Find the tangent line to the curve (x^2/16)-(y^2/9)=1 at the point (4sqrt2,3)
x/8 - (2/9)y dy/dx = 0
dy/dx = (x/8) / (2y/9) = 9x/(16y)
at (4?2,3), dy/dx = 36?2/(48) = 3?2/4
equation:
y - 3 = (3?2/4)(x - 4?2)
clean it up to whatever form is needed.
Proof:
http://www.wolframalpha.com/input/?i=plot+(x%5E2%2F16)-(y%5E2%2F9)%3D1+,+y+-+3+%3D+(3%E2%88%9A2%2F4)(x+-+4%E2%88%9A2)
Well, are you ready for some curve humor? Let's find that tangent line, but don't worry, it won't be too tangential!
First, let's rewrite the equation of the curve in a more standard form. We have (x^2/16) - (y^2/9) = 1, which can be simplified to (x^2/16) - (y^2/9) - 1 = 0. Now, to find the slope of the tangent line, we need to compute the derivative of this equation with respect to x.
Differentiating both sides with respect to x, we get (1/8)x - (2/9)y(dy/dx) = 0. Solving for dy/dx, we find dy/dx = (9/16)(x/y).
At the point (4√2, 3), the slope of the tangent line is dy/dx = (9/16)((4√2)/3). Simplifying this, we get dy/dx = (3√2)/4.
Now, we have the point (4√2, 3) and the slope dy/dx = (3√2)/4. So using the point-slope form of the equation of a line, we get y - 3 = (3√2)/4 (x - 4√2).
Therefore, the equation of the tangent line to the curve (x^2/16) - (y^2/9) = 1 at the point (4√2, 3) is y = (3√2)/4 (x - 4√2) + 3.
And that's how we keep things "tangentially" funny!
To find the equation of the tangent line to the curve at the given point, we need to find both the slope and the point.
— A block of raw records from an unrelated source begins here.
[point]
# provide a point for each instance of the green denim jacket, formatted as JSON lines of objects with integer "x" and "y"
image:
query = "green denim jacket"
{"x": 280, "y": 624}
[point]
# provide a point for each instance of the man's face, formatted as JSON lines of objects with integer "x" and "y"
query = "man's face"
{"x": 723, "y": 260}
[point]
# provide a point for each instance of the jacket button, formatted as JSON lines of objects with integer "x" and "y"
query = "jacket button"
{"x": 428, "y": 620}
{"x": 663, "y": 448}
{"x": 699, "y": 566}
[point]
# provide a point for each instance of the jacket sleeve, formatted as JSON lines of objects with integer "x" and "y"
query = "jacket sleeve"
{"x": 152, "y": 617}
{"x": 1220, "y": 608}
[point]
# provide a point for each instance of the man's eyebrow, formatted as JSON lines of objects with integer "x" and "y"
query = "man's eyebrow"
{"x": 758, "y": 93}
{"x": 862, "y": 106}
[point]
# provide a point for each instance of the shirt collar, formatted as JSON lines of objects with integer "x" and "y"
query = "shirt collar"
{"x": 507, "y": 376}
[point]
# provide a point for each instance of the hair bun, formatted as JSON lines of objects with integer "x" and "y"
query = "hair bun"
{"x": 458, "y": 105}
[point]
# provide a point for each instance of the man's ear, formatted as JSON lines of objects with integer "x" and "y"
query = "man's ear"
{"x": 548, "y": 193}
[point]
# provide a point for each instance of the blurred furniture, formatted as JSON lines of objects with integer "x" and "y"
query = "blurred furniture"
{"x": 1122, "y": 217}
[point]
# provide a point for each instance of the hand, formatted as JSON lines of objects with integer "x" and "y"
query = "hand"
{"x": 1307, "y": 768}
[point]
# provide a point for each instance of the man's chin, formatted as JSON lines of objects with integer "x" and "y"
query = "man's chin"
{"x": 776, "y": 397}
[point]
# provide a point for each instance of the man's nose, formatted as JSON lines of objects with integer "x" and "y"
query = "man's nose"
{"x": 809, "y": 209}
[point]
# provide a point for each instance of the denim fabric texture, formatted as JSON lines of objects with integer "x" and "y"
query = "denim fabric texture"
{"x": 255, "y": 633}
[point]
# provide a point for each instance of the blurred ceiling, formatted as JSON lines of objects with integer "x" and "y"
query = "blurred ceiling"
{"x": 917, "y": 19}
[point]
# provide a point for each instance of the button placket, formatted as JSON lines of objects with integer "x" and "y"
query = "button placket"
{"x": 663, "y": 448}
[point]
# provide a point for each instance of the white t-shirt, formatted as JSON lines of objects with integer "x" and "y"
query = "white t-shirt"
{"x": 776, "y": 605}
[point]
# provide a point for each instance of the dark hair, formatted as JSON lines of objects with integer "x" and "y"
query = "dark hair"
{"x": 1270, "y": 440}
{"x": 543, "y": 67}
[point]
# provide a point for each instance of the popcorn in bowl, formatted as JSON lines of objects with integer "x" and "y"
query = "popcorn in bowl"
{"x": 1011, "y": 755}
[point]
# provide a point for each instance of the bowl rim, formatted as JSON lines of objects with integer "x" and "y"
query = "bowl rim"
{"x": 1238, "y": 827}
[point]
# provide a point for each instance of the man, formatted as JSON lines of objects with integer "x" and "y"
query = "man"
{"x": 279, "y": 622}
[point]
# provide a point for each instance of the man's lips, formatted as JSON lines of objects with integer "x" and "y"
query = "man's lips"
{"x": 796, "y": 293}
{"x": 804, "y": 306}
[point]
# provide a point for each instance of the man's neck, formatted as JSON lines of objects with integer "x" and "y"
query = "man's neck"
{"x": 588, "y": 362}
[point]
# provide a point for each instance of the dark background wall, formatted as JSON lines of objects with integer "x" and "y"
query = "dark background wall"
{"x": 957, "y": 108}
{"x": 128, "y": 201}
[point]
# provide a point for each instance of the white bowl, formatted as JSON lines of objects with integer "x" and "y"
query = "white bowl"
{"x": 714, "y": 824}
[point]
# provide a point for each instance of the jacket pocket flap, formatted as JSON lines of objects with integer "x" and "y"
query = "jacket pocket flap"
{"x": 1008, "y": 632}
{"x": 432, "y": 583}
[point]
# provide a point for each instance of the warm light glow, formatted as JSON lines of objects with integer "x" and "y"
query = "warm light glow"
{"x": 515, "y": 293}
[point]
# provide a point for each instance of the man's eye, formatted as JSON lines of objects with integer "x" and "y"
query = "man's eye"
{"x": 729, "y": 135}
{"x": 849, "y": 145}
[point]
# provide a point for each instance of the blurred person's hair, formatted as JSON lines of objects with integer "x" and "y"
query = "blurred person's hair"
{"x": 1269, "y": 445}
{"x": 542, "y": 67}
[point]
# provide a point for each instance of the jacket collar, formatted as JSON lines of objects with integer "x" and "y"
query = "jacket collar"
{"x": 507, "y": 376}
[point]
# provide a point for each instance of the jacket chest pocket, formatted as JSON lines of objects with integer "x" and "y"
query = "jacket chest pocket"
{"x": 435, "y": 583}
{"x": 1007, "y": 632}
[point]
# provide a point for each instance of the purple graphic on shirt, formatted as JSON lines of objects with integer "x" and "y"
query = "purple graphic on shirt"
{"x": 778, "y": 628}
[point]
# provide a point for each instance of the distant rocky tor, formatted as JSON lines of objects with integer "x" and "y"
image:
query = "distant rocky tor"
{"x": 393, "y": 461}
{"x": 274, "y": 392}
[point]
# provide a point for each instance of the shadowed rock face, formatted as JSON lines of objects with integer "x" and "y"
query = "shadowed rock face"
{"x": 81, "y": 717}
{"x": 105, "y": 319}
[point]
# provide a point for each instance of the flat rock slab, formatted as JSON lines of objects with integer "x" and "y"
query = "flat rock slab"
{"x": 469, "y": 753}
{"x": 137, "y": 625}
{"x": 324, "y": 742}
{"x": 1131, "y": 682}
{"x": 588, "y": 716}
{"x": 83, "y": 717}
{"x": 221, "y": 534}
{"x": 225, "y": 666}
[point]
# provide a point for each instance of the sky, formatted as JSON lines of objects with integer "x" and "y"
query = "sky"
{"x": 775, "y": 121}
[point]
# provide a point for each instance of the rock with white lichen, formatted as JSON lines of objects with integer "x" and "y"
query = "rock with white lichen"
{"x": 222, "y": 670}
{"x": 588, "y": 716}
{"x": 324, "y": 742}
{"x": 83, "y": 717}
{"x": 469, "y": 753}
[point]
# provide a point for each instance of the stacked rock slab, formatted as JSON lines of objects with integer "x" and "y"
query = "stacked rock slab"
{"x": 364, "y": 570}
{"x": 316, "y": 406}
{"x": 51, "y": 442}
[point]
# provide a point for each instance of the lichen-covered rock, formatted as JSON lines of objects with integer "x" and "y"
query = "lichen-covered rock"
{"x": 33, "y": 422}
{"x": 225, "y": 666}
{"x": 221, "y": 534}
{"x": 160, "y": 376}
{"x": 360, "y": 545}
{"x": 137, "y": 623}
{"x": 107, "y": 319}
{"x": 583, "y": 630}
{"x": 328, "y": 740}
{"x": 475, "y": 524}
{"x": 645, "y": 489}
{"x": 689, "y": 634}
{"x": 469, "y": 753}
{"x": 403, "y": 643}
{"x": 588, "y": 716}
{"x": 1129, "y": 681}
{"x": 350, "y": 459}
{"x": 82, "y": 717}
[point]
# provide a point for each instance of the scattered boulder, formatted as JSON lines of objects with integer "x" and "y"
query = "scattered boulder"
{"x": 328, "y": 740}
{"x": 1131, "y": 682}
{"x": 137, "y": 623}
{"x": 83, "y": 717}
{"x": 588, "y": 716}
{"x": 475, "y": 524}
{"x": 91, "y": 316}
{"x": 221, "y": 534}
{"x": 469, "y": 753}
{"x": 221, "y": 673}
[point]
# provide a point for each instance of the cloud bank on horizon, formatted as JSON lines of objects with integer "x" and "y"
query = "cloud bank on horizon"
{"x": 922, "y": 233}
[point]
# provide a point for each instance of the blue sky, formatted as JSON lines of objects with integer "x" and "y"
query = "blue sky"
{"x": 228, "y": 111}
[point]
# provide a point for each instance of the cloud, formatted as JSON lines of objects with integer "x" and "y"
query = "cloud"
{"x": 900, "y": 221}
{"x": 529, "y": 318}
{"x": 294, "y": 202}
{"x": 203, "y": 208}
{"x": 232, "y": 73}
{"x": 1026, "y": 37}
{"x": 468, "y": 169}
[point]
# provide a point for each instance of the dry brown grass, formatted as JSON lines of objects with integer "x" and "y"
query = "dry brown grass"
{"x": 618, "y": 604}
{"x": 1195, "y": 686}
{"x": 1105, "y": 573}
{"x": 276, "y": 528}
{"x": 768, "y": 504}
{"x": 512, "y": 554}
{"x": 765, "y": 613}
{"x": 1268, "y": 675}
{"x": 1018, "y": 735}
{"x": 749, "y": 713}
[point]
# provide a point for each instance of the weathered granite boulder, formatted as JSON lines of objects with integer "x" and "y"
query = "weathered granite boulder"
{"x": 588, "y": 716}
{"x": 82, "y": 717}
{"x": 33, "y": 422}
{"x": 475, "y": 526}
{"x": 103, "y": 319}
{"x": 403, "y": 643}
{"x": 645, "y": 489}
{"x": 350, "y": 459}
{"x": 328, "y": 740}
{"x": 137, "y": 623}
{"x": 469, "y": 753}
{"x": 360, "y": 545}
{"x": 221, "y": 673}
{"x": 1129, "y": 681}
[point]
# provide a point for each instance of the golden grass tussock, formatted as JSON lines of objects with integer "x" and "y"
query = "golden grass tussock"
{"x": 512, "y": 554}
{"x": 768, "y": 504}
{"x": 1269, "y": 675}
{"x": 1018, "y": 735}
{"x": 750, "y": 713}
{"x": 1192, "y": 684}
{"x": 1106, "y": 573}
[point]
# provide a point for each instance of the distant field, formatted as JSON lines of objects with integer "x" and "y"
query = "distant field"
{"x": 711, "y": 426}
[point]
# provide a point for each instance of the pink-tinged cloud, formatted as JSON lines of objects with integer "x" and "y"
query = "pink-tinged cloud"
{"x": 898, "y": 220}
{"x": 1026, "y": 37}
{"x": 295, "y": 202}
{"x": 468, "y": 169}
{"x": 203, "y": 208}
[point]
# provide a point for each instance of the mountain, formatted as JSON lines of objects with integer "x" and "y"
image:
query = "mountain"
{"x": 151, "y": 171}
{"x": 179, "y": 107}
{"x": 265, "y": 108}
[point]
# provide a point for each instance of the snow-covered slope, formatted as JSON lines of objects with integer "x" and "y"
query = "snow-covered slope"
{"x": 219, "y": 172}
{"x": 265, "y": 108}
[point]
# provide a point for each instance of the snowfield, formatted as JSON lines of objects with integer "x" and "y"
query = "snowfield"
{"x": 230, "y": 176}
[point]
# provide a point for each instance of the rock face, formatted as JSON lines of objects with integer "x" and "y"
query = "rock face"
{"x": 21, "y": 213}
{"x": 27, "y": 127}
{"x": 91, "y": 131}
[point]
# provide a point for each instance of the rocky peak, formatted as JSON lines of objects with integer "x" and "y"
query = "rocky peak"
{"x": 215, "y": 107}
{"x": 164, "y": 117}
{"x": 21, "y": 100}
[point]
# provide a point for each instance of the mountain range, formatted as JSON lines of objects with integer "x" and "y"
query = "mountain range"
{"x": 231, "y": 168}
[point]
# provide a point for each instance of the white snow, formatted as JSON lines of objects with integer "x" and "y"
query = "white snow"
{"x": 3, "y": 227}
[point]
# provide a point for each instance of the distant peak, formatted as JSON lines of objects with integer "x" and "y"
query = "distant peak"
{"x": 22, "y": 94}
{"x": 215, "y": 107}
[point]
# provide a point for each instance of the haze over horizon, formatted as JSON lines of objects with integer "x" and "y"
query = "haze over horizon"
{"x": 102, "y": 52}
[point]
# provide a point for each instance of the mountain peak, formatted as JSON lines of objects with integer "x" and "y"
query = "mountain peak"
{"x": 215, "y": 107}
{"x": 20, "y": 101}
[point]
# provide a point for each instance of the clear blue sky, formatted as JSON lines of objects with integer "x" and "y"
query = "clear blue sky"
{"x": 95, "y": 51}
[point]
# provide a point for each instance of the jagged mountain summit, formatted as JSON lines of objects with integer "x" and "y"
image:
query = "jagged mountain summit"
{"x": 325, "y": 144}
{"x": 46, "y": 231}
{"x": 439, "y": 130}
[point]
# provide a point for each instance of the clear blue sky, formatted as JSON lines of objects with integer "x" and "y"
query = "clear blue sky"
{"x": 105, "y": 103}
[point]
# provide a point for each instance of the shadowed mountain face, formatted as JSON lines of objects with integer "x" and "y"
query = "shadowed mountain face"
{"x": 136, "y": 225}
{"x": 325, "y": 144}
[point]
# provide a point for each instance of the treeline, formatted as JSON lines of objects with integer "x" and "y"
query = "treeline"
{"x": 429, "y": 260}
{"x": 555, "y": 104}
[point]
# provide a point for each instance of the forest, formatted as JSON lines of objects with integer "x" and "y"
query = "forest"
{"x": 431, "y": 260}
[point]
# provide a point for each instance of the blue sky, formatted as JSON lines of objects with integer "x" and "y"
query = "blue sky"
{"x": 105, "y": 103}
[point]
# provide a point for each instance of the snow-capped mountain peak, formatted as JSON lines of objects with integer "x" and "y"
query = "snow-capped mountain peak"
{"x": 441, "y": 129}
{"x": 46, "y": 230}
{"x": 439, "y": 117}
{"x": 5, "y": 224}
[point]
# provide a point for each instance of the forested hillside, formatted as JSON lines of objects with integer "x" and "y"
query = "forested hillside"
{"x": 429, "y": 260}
1. Differentiate the equation with respect to x to find the slope of the tangent line:
d/dx of [(x^2/16) - (y^2/9)] = 0
(2x/16) - (2y/9) * dy/dx = 0
2. Substitute the coordinates of the given point into the equation to find the derivative, dy/dx:
(2 * 4√2)/16 - (2 * 3)/9 * dy/dx = 0
(√2/4) - (2/3) * dy/dx = 0
Solve for dy/dx:
(√2/4) = (2/3) * dy/dx
dy/dx = (√2/4) * (3/2)
= (√2/2)
3. Now that we have the slope dy/dx, we can find the equation of the tangent line using the point-slope form (y - y1) = m(x - x1), where (x1, y1) is the given point and m is the slope:
(y - 3) = (√2/2)(x - 4√2)
Simplifying,
y - 3 = (√2/2)x - 2√2
y = (√2/2)x - 2√2 + 3
y = (√2/2)x - 2√2 + 6√2/2
y = (√2/2)x + 4√2/2
Therefore, the equation of the tangent line to the curve at the point (4√2, 3) is y = (√2/2)x + 4√2/2.
To find the equation of the tangent line to a curve at a given point, you can follow these steps:
1. Differentiate the equation of the curve with respect to x.
2. Substitute the x-coordinate of the given point into the derivative to find the slope of the tangent line.
3. Use the point-slope form of a line to obtain the equation of the tangent line.
Let's work through these steps:
Step 1:
Differentiating the equation of the curve will give us the derivative function dy/dx. Let's differentiate (x^2/16) - (y^2/9) = 1 with respect to x.
Using the quotient rule for differentiation, we have:
[Derivative of (x^2/16)] - [Derivative of (y^2/9)] = 0
(Differentiating with respect to x)
(2x/16) - (2y/9) * (dy/dx) = 0
Simplifying this expression, we get:
(dx/dx) * (2x/16) - (2y/9) * (dy/dx) = 0
2x/16 - (2y/9) * (dy/dx) = 0
Step 2:
To find the slope of the tangent line, we can substitute the x-coordinate of the given point (4sqrt2) into the derivative expression.
Substituting x = 4sqrt2, we have:
2(4sqrt2)/16 - (2y/9) * (dy/dx) = 0
sqrt2/2 - (2y/9) * (dy/dx) = 0
Step 3:
Now, we have the slope of the tangent line. Next, we'll use the point-slope form of a line by substituting the given point (4sqrt2, 3) and the slope into the equation.
Using the point-slope form: y - y1 = m(x - x1)
y - 3 = (sqrt2/2)(x - 4sqrt2)
Simplifying the equation, we get the equation of the tangent line:
y = (sqrt2/2)x - 4 + 3
y = (sqrt2/2)x - 1
Therefore, the equation of the tangent line to the curve (x^2/16) - (y^2/9) = 1 at the point (4sqrt2, 3) is y = (sqrt2/2)x - 1.